Ex-Con Cop

Jail Is Sort Of Like The Police Academy, Except For The 10000% Difference

A big item in the local news this week has involved the decision of the Mashpee Police Department to hire a new police officer who has served jail time in his past.

Ryan Nardone took the unusual route to a policeman's job.... the Academy, a cop job in New Hampshire, a savage attack on a man at a tavern, some time in the gaol, a cushy police job on Cape Cod... wait, what?

Nardone was a cop in Manchester, NH until he broke someone's jaw/eye socket in a bar fight. To be fair, there were allegations made of some physical contact between the victim (who was never charged with anything, TMK) and Nardone's girl. He was sentenced to 30 days in jail for it  (he served 6 days of his sentence), which must have been very fun for a young cop. He was put on desk duty before he resigned his job with the Manchester force.

Now, he's armed and running unchecked through the streets of Mashpee. Don't worry, though... he's a cop. Citing Ryan's excellent test scores, some fine recommendations from his former boss, and a need for experienced officers, Mashpee Police Chief Rodney Collins hired Nardone for a patrolman job.

When a man does some crime, he serves some time. When he's done, he does deserve a chance to rebuild his life. I personally have had several students who went to jail, smartened the *uck up, and came out determined to make good. It's the Horatio Alger myth brought to life, with a bit of the Prodigal Son and even Pale Rider thrown in for good measure.

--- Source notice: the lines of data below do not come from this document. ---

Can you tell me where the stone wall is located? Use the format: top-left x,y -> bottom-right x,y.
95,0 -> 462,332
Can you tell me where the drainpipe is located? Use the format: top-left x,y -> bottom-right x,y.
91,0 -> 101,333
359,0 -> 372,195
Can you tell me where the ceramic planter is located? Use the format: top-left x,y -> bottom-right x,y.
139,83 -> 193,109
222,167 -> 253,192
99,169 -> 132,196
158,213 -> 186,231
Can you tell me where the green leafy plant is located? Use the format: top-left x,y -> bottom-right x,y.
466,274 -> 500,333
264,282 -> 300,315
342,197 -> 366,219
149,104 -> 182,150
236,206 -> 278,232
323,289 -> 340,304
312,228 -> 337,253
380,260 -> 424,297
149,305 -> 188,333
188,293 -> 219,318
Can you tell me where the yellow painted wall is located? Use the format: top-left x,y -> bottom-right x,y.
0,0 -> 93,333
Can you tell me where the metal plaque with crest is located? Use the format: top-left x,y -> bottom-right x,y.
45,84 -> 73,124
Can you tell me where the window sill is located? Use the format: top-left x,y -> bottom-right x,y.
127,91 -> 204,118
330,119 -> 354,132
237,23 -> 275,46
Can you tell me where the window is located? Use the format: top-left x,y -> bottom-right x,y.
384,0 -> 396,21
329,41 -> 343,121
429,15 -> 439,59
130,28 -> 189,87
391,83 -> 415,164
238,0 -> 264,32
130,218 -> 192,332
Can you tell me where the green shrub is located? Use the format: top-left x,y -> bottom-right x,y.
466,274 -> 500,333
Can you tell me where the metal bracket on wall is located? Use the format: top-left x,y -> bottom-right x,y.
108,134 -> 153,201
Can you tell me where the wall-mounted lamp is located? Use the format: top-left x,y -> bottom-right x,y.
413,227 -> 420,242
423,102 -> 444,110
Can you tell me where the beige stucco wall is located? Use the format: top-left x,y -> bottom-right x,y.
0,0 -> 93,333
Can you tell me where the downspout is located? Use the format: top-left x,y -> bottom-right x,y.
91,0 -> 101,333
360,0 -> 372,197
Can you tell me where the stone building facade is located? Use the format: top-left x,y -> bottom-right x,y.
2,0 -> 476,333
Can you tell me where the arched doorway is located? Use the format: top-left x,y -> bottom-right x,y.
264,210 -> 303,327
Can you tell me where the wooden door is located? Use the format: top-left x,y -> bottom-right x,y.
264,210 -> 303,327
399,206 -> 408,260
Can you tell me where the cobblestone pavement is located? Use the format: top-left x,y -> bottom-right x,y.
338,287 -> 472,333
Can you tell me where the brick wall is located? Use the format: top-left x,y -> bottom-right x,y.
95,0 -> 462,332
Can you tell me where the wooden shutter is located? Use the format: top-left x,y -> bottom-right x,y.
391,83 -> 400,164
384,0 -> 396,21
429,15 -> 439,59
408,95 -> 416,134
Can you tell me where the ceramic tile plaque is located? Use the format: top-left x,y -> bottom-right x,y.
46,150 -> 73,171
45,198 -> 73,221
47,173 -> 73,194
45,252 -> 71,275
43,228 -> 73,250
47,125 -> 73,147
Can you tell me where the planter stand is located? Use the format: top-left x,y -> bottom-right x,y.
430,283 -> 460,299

I also want it in the article somewhere early that I believe in a certain Code Of Honor which, to my knowledge, predates the entire USA. A chief part of this code is that, when a man takes out a woman (and especially when he engages to marry her), he enters into an unspoken agreement with the girl's parents that he will see to her well-being at all costs. If that means getting your ass kicked, changing her flat tire in the rain, or even doing a bit of time in the House of Pain... so be it. Officer Nardone passes this test of honor, and I honestly do believe it is very important.

However... and I don't live in Mashpee... but if I did, would I be happy with a job search that ended with an ex-con cop? When do we get the pyromaniac firefighter? Susan Smith as a babysitter? Charlie Sheen as Drug Czar?

I never seriously pondered Police Officer as a career. I'm not that tough, I lack the requisite patience, I hate confrontation, I smoke an ounce of marijuana a month, and I look rotten in polyester. I'm not sure exactly what qualifications are required of a police department applicant. I always just sort of assumed that a stint in jail disqualified you from police work.

It's fairly sound logic. I wouldn't hire a babysitter who had served time for assault, even if the assault was merited. A stint in jail is a sure sign that the person in question has the capability for a serious lapse in judgement. That's not the sort of person you want with the kids, and it certainly isn't the sort of person you want to strap a gun on and empower to mete out justice.

I also don't know how police jobs are advertised. I do know (or think I know) that there were over 80 applicants for the job, and that 19 of them were seriously considered. At least one applicant was offered the job before Nardone, but said applicant turned down the position. The position was then offered to Nardone, who signed on to Protect And Serve.

I'm amazed that the job could attract no better applicant than one from the wrong side of the bars. I'd love to get my hands on the list of applicants who were turned down. There must have been a wonderful mix of ill-it-urates, Reine brothers, girls who submit nude pictures of themselves, guys here illegally from Suriname, etc...

As for the tests... maybe it should be sort of like the opposite of what they say about getting 300 SAT points for writing your name. I'd say, that if the police test were scored like the SATs are, checking off the "served time in jail for an attack" box should be like Minus 500.

I'd hate to be an honest city cop who tries to get a Mayberry job, only to lose it to a guy fresh out of the joint for snuffing someone at a bar. It would make me wonder what sort of Blue Magic went on. Maybe Chief Collins owes someone a favor, or maybe he went to the Academy with Nardone's old boss back in the day. I mean that both negatively and positively, with the positive being that maybe Nardone's old boss knows more about this case than I do and wants a good kid to get a second chance.

I would rather have my town protected by Rorschach than have violent ex-cons policing it. I'd gamble on 23 cops being able to protect a town before hiring some nut as #24. It's potentially dangerous for the town. The Chief can laugh at all critical media and light his cigar with this article if he likes, but it won't be so funny if Nardone loses control again and beats down some mouthy kid in front of someone with a cell phone camera.

I have nothing personal against Nardone, and wish him all the best in his new job. I can't fault him for making the most of this opportunity. I do find a LOT of fault with Chief Collins, who may have conducted the world's worst applicant screening. If we need an ex-con cop in town, I'd prefer someone colorful like Suge Knight.

We already have a disgraced Wareham cop just one heartbeat away from being the Sheriff of Barnstable County. Now, we are emptying New Hampshire's jails to get our police force filled up. How low do you have to sink to be a cop on this Cape, anyhow?